As I write this, I have been an attorney for almost 27 years. In those 27 years, I’ve seen it all.
Family dynasties torn asunder after the family matriarch or patriarch dies, and the cousins cannot get along.
Sons beating up fathers. Daughters against mothers. A best friend changing the locks to the business. A million-dollar business sale turned into a white-collar crime. A CPA partner who keeps a second set of books. And, much, much, much more. Read Avoiding a Narcissistic Partner for more examples.
What I’ve learned in these 27 years, is that bad actors can lie to your face, and cheat and steal. But, even good actors can sometimes bend the truth or exaggerate to sway opinion to “make the sale” or otherwise “gain your vote.” Because we’re humans, we are all generally persuadable through similar devices. Said more pessimistically, we all can be manipulated with common devices and its important to know when we’re being manipulated or at the very least, to be able to recognize when the other party may be bending the truth in an attempt to appeal to us to take action — i.e. to make a purchase, sign a deal, approve a transaction, or perhaps to avoid a competitor.
Whether we’re talking politics or business, the devices used for human persuasion are the same.
Let me share a few with you I see time and time again:
- Bolstering one’s position by referencing “THEY”, as in “They say my product is the best on the market.” Who are “they,” and are “they” really qualified, unbiased, without conflict and honest?
- Using a narrative (i.e. this person has lied before) to establish the truth to some position, as in “This person lied to a friend of mine a few years back, so don’t believe a word he says now.” Is the lie years ago true? Was it substantial (i.e. versus a white lie)? Why can’t you believe him now?
- Taking one fact, and attempting to prove a different fact, such as “I want to sue my employer for discrimination. I know he fired George, and George is Native American.” Assuming George is indeed Native American, what does that have to do with his firing (i.e. was George fired for poor performance or some other cause)? And, what does George’s firing have to do with the alleged discrimination by the other employee?
- Making a false equivalence, to justify an otherwise unjustifiable position, such as saying “I don’t think my Partner has been dedicated to the company, so I think it’s fair I take more money from the company.” “Take money” is another word for “steal” (also called embezzlement), and even if you own the company and even if the Partner isn’t dedicated, does that justify stealing or embezzlement?
- Repetition by similar stakeholders / beneficiaries. Take any of the above statements, and if more people say it or repeat it, it starts sounding true doesn’t it? Why would so many people say the same thing? The answer is, because it benefits them.

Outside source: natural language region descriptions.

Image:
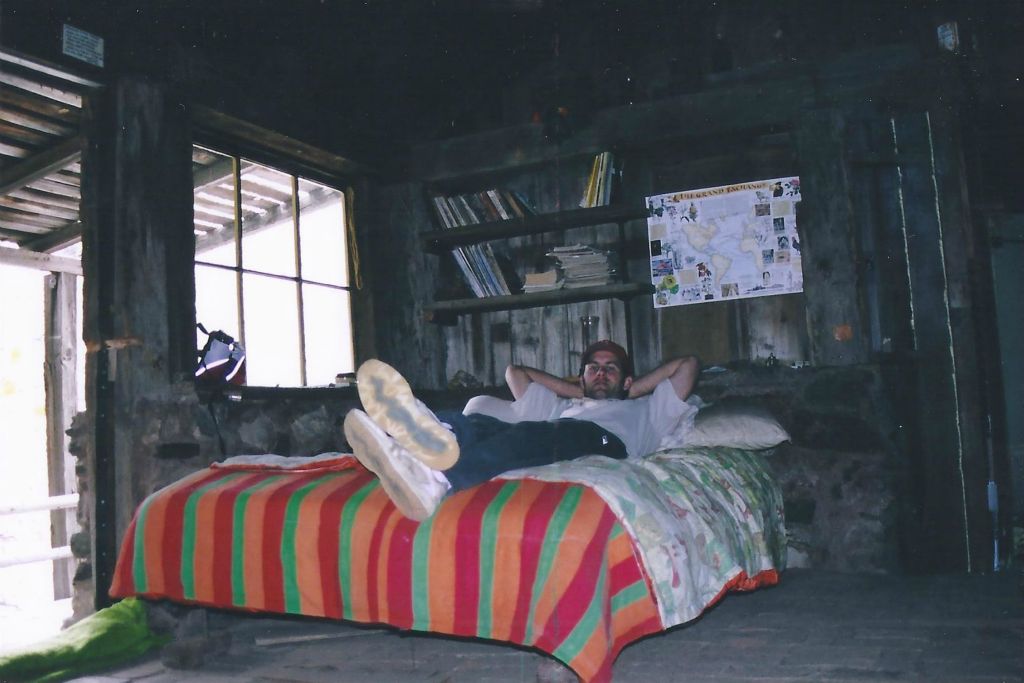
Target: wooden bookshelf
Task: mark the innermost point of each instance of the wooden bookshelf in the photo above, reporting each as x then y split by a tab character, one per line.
442	241
446	311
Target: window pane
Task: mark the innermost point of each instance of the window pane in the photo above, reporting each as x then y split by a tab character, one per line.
329	333
216	301
271	331
213	206
322	232
267	227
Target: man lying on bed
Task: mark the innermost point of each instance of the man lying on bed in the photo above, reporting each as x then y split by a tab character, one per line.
421	457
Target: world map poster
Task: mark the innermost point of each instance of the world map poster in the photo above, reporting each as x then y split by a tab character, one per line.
731	242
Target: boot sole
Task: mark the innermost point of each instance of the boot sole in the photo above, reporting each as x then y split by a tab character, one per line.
388	399
370	450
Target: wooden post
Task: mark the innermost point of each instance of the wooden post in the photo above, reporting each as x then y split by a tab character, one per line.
60	318
137	253
837	334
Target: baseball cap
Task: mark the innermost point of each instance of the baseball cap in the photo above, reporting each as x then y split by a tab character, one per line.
608	345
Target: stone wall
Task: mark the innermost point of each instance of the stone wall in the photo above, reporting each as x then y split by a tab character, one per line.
841	472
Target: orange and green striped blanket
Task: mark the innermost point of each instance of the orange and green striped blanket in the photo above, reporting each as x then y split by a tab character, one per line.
544	564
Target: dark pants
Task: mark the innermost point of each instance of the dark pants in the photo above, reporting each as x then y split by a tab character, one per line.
488	446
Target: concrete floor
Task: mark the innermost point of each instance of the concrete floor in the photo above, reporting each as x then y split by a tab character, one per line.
813	627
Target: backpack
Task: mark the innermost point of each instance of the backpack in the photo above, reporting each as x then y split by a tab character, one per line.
221	360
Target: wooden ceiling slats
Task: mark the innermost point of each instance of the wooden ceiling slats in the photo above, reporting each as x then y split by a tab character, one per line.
19	229
50	186
20	134
37	87
55	240
45	223
40	165
47	199
38	209
44	110
40	143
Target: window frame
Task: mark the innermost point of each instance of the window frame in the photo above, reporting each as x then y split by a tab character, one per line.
297	169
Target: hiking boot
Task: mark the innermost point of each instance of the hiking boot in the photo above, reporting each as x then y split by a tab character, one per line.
414	487
389	401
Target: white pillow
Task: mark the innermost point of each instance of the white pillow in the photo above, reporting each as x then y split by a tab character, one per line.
736	426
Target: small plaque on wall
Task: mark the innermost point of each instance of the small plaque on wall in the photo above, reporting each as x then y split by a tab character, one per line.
731	242
82	45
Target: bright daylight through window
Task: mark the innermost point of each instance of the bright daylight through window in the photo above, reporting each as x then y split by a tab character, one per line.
271	268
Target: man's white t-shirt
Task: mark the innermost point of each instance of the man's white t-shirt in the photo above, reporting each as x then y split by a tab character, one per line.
639	423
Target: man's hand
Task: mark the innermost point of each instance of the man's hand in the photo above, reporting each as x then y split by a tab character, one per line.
519	378
681	372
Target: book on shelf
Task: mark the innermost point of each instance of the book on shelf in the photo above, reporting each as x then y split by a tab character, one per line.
583	265
542	282
485	272
598	190
462	256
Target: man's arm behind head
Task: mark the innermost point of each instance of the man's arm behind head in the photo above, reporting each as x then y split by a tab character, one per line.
682	372
520	377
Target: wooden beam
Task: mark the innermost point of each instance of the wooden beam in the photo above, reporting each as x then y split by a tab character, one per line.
224	126
40	165
40	261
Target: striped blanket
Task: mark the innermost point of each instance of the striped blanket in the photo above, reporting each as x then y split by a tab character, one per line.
549	564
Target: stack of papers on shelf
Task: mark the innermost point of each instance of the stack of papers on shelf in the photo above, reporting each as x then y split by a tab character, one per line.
582	265
542	282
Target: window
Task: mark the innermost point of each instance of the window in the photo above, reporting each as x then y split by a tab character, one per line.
271	268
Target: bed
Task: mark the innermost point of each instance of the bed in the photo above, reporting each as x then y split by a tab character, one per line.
577	559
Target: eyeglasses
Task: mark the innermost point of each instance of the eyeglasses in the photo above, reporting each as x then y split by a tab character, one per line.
608	368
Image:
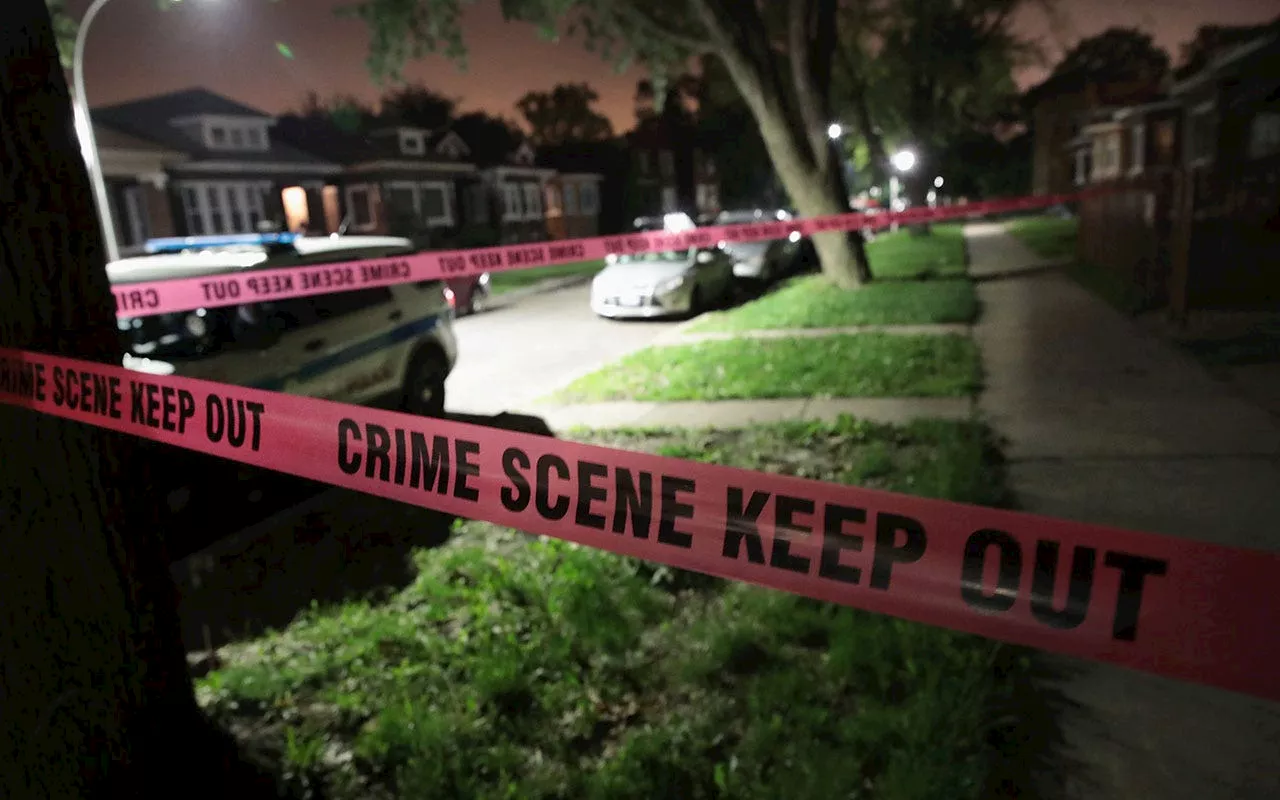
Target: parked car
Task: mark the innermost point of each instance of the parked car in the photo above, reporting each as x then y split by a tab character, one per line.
656	284
355	347
762	261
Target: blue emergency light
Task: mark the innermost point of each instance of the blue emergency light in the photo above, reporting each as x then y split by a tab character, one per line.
208	242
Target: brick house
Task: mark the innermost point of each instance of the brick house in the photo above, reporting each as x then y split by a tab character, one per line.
233	176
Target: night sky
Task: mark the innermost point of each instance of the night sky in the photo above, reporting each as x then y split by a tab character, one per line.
231	46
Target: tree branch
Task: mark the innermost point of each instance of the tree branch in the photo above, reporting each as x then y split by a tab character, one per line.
805	92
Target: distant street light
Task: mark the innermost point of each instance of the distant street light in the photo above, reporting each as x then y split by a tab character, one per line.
88	142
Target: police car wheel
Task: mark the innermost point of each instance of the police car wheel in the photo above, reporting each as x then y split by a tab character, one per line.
424	391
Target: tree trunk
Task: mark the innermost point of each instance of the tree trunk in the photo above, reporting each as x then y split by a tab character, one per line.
95	694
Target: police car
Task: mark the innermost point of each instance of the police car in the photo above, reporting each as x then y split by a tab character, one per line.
365	346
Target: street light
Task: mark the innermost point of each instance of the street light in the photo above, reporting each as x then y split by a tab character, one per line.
88	142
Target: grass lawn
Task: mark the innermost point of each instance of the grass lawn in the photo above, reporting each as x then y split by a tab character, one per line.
1051	237
517	279
814	302
522	667
900	255
858	365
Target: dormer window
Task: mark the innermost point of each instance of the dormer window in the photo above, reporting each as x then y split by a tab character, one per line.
412	142
228	132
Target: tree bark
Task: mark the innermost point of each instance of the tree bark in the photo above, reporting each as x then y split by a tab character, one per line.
789	138
95	694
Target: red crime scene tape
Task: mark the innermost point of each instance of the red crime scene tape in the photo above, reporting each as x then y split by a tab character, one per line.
1174	607
274	284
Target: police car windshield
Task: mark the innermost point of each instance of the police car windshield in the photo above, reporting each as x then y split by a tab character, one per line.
661	256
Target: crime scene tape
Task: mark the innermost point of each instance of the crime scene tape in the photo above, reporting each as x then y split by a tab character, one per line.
1174	607
179	295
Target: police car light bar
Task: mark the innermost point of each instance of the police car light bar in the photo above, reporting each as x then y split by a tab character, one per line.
199	242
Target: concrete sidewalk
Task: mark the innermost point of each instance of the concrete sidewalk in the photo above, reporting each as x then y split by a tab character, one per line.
1107	424
736	414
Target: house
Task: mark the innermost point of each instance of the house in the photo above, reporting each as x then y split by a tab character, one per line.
1193	215
397	181
588	193
671	172
1059	109
136	173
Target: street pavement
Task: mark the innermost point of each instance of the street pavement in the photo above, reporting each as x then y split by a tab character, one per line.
511	356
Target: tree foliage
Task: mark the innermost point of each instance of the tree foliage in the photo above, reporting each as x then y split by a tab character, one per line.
419	106
1114	55
565	115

These devices (and many more) are very powerful and therefore heavily used in the political context. There are some articles you may find interesting, including How Political Leaders Strategically Manipulate Us, in Psychology Today, and This Is Not Equal To That: How False Equivalence Clouds Our Judgment, in Forbes.
This brings me to Red States versus Blue States.
The problem with politics, is it’s winner take all especially in the race for President. If you look at a typical “Presidential Election Map,” you will see Red States and Blue States as though the entire State of Texas voted Red and the entire State of California voted Blue.
The problem is, these maps represent a false narrative, trying to tell you that the State of Mississippi is conservative, and the State of New Mexico is liberal. It’s not true, and the narrative is false.
When you see a Red Wyoming or a Blue New York, what it really means is that a majority of voters voted for the color indicated, and threw out all the votes for the other party. Even in a close election, where millions of voters voted and the election comes down to a few thousand votes, all those votes for the “other guy” are simply thrown away in favor of the victor.
Is this as it should be? The debate on whether the Electoral College is fair or right is outside the scope of this article. The point I want to make is that if you really think about it, the politicians have an incentive to use every device available to convince, persuade, manipulate and push you to vote for them. There’s very little incentive to not use every trick in the book, save for potential political backlash.
In securities, we have the SEC to help protect the innocent from security fraud and Ponzi schemes. We have the FDA to protect folks from snake oil. In politics, we have nothing. Nothing to protect you from the manipulative devices used by politicians.
If you are very angry at “the other side” due to the 2020 election, or have very negative feelings towards folks on “the other side,” please believe me when I say you are the victim of manipulative devices. The “other side” includes family, relatives, neighbors, first responders, customers, teachers, nurses, truck drivers, union members, clients, vendors and more. 99.9% of these people may care about politics, but they care a lot more about you, their families and their jobs.
I think this election map by Randall Munroe, who runs the XKCD Comic, is brilliant. It doesn’t really need a lot of explanation, but I think Mr. Munroe says it best, by saying “There are more Trump voters in California than Texas, more Biden voters in Texas than New York, more Trump voters in New York than Ohio, more Biden voters in Ohio than Massachusetts, more Trump voters in Massachusetts than Mississippi, and more Biden voters in Mississippi than Vermont.”
Don’t let the politicians manipulate you, nor your sense of what is right and wrong. And, don’t let anyone else do that to you (or your business) either.